Die Übergänge, die die Autorin zwischen Erinnerungen, Gedanken, Träumen, Wachmomenten und Gesprächen schreibt, sind flüssig und reibungslos gestaltet. Die Perspektive von Arturo steht natürlich im Mittelpunkt, alles was man liest, erfährt man aus seiner eingeschränkten Sicht auf sich selbst und auf die anderen. Aber die Autorin weiß diese Beschränkung zu nutzen und zu gestalten. Eine Erinnerung wird im Gespräch fortgeführt oder eine Erzählung verwandelt sich in eine Erinnerung. Und die Emotionalität hält sich über diese Übergänge hinweg und verstärkt sich sogar. Es ist ein ständiges Wechseln zwischen Realität und Fantasie, an das ich mich erst gewöhnen musste. Ich musste mich erst in diesen Erzählrhythmus einfinden und nicht immer war sofort klar, worum es sich genau handelt, ob es sich um einen Wachmoment oder um einen Traum, eine Erinnerung, eine Vorstellung handelt, die sich nur in Arturos Kopf abspielt.

An Arturos Krankenbett kommen vor allem die Frauen in seinem Leben zur Sprache: Caroline, seine Ehefrau und Liebe seines Lebens; seine Töchter, Dori und Fiore; die Enkelinnen, Margherita und Nina sowie die Urenkelin Anna. Auch sein Bruder Dado spricht immer wieder mit Arturo, aber auf eine ganz andere Art und an einem ganz anderem Ort. Leider war nicht immer klar, welche der Frauen gerade spricht und ihr Herz ausschüttet. Die Stimmen der Frauen waren leider recht verwechselbar und ich brauchte ein paar Absätze, um herauszufinden, wer spricht. Es sind herzzerreißende, aber auch ein wenig klischeehafte Tränen, die an Arturos Krankenbett geweint werden. Im Mittelpunkt steht natürlich ein großes Familiengeheimnis, das die Familie zerrüttet hat und sie nun mehr oder minder wieder vereint. Leider ist dieses Familiengeheimnis nicht sehr originell… Ich finde es an dieser Stelle auch wichtig zu erwähnen, dass das Thema Suizid eine große Rolle im Roman spielt.

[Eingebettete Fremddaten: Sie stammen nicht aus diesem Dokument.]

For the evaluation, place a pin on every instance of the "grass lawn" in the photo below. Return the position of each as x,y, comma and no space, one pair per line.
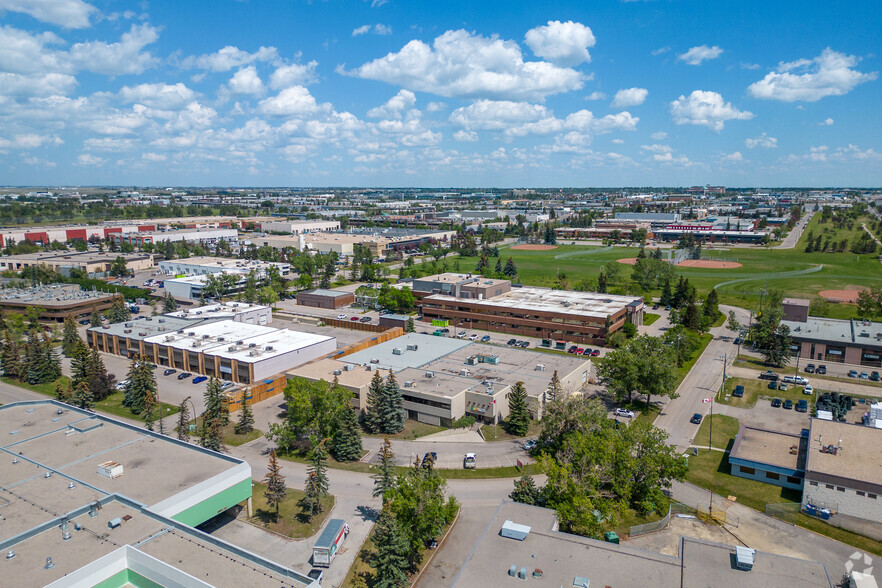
725,429
111,405
291,521
498,433
413,430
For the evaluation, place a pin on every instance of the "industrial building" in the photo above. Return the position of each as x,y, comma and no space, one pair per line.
56,301
493,305
91,501
522,545
322,298
93,263
443,379
852,341
229,348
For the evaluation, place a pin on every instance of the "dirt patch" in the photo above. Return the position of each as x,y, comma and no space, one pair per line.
848,296
709,263
536,247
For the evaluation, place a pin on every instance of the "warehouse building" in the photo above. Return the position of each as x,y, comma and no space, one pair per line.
443,379
473,302
522,545
92,501
323,298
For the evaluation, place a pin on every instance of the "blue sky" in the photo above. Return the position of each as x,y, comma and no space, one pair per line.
480,93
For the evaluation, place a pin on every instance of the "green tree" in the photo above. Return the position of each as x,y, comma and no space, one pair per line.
346,442
276,490
518,413
316,482
384,479
390,561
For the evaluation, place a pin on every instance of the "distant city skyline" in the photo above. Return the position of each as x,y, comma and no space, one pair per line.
413,94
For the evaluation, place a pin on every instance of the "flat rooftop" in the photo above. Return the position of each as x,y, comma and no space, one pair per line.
858,456
769,447
562,558
591,304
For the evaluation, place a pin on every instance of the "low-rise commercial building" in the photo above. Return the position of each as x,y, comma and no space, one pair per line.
493,305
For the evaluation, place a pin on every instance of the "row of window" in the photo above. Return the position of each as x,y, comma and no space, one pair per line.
842,489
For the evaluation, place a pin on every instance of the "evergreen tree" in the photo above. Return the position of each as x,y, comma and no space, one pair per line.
518,413
316,482
392,414
525,491
371,419
384,479
169,304
275,484
346,443
184,420
390,561
83,396
554,390
70,337
245,424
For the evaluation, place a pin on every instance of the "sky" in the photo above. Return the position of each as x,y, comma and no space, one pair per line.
440,94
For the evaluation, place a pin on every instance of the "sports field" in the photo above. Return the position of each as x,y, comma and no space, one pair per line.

Noch etwas, das mich ins Grübeln gebracht hat: Arianna Mortelliti ist die Nichte des berühmten italienischen Krimi-Autors Andrea Camilleri (*1925 †2019). Laut Klappentext war sie schriftstellerisch auch seine Schülerin. Da ich noch keinen Roman von Camilleri gelesen habe, der in der italienischen Literaturlandschaft ja als Klassiker gilt – Schande über mein Haupt – kann ich nicht sagen, inwiefern sich die Stile ähneln oder nicht. Leider musste ich mich fragen, ob ich es hier mit einem Nepo-Baby zu tun habe, denn „Quella volta che mia moglie ha cucinato i peperoni“ ist ihr Debüt. Ich finde es schade, aber verständlich, dass sich hier zu Marketingszwecken der Name ihres berühmten Großvaters verwendet wird.


Mein Fazit

„Quella volta che mia moglie ha cucinato i peperoni“ von Arianna Mortelliti ist ein interessantes Debüt zum Thema Sterben. Der Roman wartet mit einigen Höhen und Tiefen, Stärken und Schwächen auf und er konnte mich nicht total aus den Latschen hauen, aber die richtigen Ansätzen waren da.